Give your AI full computer access — safely.

Let Claude (or any MCP-compatible LLM) see your screen, move the mouse, type on the keyboard, and run commands — all inside an isolated QEMU virtual machine. Perfect for AI-driven automation, testing, and computer-use experiments without risking your host system.

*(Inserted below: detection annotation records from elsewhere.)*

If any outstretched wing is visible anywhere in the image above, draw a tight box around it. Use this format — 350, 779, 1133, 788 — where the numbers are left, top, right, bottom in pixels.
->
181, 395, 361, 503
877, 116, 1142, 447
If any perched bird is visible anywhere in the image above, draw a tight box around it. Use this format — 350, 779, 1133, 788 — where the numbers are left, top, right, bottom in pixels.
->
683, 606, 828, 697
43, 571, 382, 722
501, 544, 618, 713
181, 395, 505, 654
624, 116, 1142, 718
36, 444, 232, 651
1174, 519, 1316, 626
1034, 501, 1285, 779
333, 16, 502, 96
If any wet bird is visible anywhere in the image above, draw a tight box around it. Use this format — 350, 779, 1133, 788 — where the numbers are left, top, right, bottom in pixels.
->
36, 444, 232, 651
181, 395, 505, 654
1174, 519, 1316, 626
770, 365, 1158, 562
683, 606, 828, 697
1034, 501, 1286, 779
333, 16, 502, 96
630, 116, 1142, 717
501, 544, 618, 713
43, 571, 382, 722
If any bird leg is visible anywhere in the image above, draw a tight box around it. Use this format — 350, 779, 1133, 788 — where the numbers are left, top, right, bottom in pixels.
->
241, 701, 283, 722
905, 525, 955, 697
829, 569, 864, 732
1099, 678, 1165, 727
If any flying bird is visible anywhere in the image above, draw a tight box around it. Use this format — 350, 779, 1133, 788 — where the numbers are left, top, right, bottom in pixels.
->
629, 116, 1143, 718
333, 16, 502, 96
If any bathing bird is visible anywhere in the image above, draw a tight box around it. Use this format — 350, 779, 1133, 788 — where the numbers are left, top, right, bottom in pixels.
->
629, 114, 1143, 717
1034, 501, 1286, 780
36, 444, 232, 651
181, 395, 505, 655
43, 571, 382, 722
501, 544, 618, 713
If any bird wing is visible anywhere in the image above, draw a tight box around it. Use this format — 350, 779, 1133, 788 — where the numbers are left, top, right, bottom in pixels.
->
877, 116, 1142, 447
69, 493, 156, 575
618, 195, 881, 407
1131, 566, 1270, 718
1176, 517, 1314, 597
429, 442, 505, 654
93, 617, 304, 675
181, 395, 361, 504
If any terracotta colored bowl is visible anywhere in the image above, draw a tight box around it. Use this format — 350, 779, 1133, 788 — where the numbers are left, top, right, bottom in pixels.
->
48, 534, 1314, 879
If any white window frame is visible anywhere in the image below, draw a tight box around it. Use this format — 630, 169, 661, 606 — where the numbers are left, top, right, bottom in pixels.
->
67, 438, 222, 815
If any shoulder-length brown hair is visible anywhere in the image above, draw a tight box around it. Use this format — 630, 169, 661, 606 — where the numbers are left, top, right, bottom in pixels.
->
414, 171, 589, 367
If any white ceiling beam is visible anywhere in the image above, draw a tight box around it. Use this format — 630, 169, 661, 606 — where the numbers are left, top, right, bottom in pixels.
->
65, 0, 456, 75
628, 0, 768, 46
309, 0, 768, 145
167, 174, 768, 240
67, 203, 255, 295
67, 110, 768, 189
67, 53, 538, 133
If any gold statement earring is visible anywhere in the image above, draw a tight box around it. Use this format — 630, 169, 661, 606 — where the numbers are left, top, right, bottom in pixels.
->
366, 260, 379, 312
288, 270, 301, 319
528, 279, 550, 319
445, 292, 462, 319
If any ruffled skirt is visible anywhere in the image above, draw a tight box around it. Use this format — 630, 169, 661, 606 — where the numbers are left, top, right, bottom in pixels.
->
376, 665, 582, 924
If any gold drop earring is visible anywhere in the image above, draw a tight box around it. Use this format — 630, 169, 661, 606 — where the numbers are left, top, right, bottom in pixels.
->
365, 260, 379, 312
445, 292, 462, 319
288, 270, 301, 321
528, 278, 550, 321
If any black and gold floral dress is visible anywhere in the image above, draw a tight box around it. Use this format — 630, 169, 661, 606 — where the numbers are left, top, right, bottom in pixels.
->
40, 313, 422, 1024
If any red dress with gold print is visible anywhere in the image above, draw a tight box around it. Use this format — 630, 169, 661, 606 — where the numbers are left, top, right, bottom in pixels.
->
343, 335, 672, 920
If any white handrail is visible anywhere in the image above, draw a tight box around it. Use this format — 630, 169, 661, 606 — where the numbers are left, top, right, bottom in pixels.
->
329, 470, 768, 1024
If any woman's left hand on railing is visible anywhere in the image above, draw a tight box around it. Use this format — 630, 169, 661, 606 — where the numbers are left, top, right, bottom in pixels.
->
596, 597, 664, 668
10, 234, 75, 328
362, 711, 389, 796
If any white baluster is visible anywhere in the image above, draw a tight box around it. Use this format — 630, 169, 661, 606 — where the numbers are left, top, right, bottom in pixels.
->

A Model Context Protocol (MCP) server for controlling QEMU virtual machines via SSH. This server enables LLMs to interact with VMs through mouse/keyboard control, screenshots, and SSH command execution.

Table of Contents

Features

  • Mouse Control - Move cursor and click buttons
  • Keyboard Input - Type text and send key combinations
  • Action Batching - Execute sequences of UI actions in one call
  • Screenshots - Capture and retrieve VM screenshots
  • SSH Command Execution - Run shell commands on the VM
  • File Transfer - Upload and download files via SFTP
  • Project Management - Organize outputs into project folders with logs, results, and advice
  • Advice System - Save and retrieve tips for future LLM sessions

Tools Reference

Project Management

Projects organize all outputs (screenshots, logs, results, advice) into timestamped folders under data/projects/.

ToolDescription
project_init(name, description)Create a new project (required before screenshots)
project_load(project_path)Load an existing project
project_list()List all projects
project_info()Get current project statistics
project_log(message, level)Add a log entry
project_read_logs(lines, level_filter)Read project logs
project_save_result(filename, content)Save a result file
project_save_advice(title, content)Save tips for future sessions
project_read_advice()Read all saved advice

Mouse & Keyboard

ToolDescription
move_mouse(x, y, mode)Move cursor (mode: "absolute" or "relative")
click(button, count, x, y)Click a button; optional x, y move-and-click in one op
click_in_window(x, y, button, count)Click at coords relative to the active window's client area
get_active_window_info()Active window id, title, position & geometry
scroll(direction, amount)Mouse-wheel scroll (up/down/left/right) at cursor
drag(x1, y1, x2, y2, button)Press at start, drag to end, release (select/slider/DnD)
type_text(text, human)Type text (newlines → Return, UTF-8 safe); human=True types at a slower, lifelike cadence (varied per-word speed + random pauses)
press_keys(keys)Press key combo, e.g., ["Ctrl", "L"]
key_down(keys) / key_up(keys)Hold / release a key or modifier (e.g. Shift-click)
set_clipboard(text)Load the VM clipboard (fast insert for big ASCII)
paste(text)Set clipboard (if text) and Ctrl+V
activate_window(title, window_id)Focus & raise a window by title or id
wait(seconds)Pause execution
run_actions(actions)Execute a sequence of actions in one call

Batch Actions Example

[
  {"action": "press_keys", "keys": ["Ctrl", "Shift", "p"]},
  {"action": "wait", "seconds": 0.5},
  {"action": "type_text", "text": "Terminal: Focus Terminal"},
  {"action": "press_keys", "keys": ["Return"]}
]

Object Location (OCR)

Locate on-screen elements by their visible text — exact pixel coordinates, no coordinate guessing. The host OCRs the full-resolution screenshot (tesseract) and maps the match straight into the click path. Works on any visible text, including nested Citrix/web where accessibility APIs can't reach; does not find unlabeled icons.

ToolDescription
find_text(query, min_conf)OCR the screen; return every match's center & box
click_text(query, index, button, count)Find text and click its center (precise)
click_text("Submit")          # finds "Submit" and clicks its exact center
find_text("File")             # lists all matches with coordinates
click_text("OK", index=1)     # click the 2nd "OK" if several match

Zoom (magnify a region, then click it precisely)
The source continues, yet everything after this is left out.